Ok..so I finally found my infrared thermometer and have some results..plus a little more info / questions.

Today was a semi warm day here (as warm as it gets this time of year anyway) and I took the car on the highway for 16 miles then up a hill for five miles to let it get as hot as I could before checking the temps.

By the time I pulled over the temp gauge on the cluster was almost pegged...
the fans had not come on yet though..
and when I took off the radiator cap (as soon as I pulled over) it did actually release a lot of pressure and coolant came out...(kids don't try that at home..lol) 
I have not done this in so long that I don't remember if this is totally normal or not on a car that's been running for awhile or if this is a sign of over heating.

And here are the temps...

Top of valve cover from left to right next to each plug.
173, 157, 155, 170

Radiator hose outlet (left hose)
194

Radiator hose inlet (right hose)
180

Shorter hose next to inlet (not sure what this is yet)
184

Radiator cap
194

Engine head, left side directly above exhaust heat shield and just under valve cover
281

Engine head, right side directly above exhaust heat shield and just under valve cover
267

Unfortunately I forgot to take a water temp reading this time..but the first time I did these readings when the temp gauge was almost to to H line it read 172

Also some more info to add...

After it sat for an hour or so I took the clip off the temp gauge sensor and the fans immediately kicked in as they should..they also work with A/C on..and they have come on before when the temp gauge was pegged...so I am assuming these work properly.

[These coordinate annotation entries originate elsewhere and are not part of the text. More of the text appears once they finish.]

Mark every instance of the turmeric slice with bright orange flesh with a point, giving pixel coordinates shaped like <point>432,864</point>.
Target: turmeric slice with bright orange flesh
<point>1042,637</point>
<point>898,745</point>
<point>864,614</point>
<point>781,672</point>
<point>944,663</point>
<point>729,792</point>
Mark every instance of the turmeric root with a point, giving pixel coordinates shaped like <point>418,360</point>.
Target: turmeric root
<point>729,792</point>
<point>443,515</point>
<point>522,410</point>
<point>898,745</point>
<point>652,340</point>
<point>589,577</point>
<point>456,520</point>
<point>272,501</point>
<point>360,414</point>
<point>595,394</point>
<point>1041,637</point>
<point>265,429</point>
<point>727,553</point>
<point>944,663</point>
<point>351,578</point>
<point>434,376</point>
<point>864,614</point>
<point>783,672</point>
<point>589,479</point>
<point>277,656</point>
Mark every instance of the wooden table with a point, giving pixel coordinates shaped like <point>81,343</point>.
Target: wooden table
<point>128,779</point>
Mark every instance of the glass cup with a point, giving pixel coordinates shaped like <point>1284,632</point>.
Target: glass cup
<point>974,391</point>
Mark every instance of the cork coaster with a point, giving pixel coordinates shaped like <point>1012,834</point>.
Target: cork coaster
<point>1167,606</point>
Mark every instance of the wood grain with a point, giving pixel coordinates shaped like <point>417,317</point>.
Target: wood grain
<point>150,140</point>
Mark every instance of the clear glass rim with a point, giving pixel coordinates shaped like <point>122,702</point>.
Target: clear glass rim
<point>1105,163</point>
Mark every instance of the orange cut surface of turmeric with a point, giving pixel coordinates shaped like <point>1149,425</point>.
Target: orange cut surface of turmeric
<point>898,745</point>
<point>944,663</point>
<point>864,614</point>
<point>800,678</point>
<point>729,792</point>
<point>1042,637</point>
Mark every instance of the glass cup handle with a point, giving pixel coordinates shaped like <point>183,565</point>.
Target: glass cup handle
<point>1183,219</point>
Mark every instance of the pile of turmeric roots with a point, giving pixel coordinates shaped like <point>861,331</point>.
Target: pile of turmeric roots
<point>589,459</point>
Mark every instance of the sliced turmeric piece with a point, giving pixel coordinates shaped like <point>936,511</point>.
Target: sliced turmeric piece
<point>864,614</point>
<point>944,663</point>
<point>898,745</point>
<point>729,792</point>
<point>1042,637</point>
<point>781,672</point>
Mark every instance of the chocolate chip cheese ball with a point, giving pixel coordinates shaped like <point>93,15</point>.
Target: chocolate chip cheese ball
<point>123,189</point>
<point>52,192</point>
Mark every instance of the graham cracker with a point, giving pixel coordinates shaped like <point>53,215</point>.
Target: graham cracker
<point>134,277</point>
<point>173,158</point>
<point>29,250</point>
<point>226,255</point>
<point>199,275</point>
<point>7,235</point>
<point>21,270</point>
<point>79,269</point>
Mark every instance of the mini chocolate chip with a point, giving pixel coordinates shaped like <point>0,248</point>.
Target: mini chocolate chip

BUT what I found kind of odd..and again maybe this is normal but when the clip is unhooked form the sending unit my temp gauge still reads right in the middle like where it should be after driving all day...I would think that it should go to it's lowest point...so wondering if this is a sign the gauge itself may be bad?

I know this is a lot to read but I really want to figure this out so I can start making this my daily driver without constantly fearing I am going to over heat the engine and after doing so much research online I see others with similar problems so maybe this can help them or others in the future.